Users of these spaces face another danger. Lawmakers and others who influence policy, citing “Transgender ideology“They push for a world where talking about transgender people in any context is treated as such.”Adult material“, equating the presence of transgender people with pornography, something that can put individual hosts and information publishers at risk as well as threaten the existence of these resources. Restricting the presence of and access to online transgender culture through measures such as Age verification laws It is designed to suppress the jumper itself.

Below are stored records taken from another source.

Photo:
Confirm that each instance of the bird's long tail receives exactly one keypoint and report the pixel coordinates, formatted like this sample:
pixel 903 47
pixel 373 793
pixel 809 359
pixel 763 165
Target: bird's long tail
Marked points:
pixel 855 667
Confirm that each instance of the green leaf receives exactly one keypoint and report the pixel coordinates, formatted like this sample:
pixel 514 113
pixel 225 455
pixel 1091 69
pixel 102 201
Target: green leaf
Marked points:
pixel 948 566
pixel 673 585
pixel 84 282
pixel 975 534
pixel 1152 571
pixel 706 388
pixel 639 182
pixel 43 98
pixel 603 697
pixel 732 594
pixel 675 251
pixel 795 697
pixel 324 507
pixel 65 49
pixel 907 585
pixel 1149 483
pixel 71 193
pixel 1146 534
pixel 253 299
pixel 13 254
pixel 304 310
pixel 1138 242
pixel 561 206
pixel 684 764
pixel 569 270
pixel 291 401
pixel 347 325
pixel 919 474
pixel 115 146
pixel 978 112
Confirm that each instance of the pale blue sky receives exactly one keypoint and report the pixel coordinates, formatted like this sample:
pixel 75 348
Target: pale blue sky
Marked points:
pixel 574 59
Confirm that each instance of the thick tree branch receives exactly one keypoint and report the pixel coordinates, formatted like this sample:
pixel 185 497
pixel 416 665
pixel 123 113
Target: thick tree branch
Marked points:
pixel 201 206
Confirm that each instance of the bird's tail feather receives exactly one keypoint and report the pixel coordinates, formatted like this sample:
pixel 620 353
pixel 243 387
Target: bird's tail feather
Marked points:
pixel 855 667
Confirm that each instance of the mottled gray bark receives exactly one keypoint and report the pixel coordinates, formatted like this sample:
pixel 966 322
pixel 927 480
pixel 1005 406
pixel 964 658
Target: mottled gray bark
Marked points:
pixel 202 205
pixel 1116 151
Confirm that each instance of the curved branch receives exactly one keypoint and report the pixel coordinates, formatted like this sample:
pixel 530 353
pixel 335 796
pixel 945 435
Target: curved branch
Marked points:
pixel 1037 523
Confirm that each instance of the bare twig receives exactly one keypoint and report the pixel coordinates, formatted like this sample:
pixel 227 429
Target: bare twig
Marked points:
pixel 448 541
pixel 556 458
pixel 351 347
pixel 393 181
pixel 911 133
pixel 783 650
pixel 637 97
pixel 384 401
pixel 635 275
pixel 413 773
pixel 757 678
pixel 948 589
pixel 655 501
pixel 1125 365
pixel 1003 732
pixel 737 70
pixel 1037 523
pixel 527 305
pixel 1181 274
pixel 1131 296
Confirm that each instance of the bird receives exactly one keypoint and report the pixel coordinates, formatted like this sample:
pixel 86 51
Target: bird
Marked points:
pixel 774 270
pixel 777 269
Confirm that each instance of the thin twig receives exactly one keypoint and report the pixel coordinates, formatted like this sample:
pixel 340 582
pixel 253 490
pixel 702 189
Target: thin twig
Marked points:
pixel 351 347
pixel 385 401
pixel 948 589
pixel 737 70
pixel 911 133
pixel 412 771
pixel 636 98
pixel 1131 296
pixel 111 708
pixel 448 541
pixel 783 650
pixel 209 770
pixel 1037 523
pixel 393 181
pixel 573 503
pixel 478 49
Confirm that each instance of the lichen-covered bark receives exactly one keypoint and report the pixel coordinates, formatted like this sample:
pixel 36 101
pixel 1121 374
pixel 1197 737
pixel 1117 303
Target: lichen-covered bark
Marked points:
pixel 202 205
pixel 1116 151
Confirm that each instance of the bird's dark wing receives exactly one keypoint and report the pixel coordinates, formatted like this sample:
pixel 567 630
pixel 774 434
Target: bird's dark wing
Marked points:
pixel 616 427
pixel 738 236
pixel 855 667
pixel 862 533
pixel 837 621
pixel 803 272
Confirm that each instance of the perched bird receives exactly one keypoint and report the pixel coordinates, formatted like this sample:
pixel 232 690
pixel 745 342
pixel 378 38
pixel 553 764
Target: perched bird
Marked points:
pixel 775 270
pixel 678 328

Isolation from society, coupled with access to accurate, scientifically up-to-date medical information, will certainly not prevent people from being trans, but it will make transitioning more dangerous, whether that means taking medical risks without accurate information or feeling hopeless and isolated from society. People fighting to survive deserve access to tools to make that fight safer, whatever that looks like for them, says OHSU-PSU College of Public Health professor Alexis Dinowho is transgender and collaborated on A General guide to risk reduction for adults using self-administered hormones.

she said Edge “I will always try to be out there as much as possible, both professionally and personally.” The ability to safely “adjust” hormones with accurate scientific information to back them up was essential to her sexual expression and health. People in positions of relative privilege, especially with so many trans people living on the margins of multiple identities, need to make sure that everyone has access to that information.

As the community reckons with the growing existential threat, nearly a dozen transgender people said Edge They were nervous to talk about resources that allow people to share information about transgender health, even as they felt such spaces were more important than ever. However, most also pointed out that the trans underground has been an intrinsic part of the trans experience for centuries, and while the current moment may force some into the shadows, it cannot eliminate the essential beauty, glory, and joy of being trans. Someone told me that being trans was too great to give up; Moreover, Q said, “trying to legislate it out of existence doesn’t work a job.”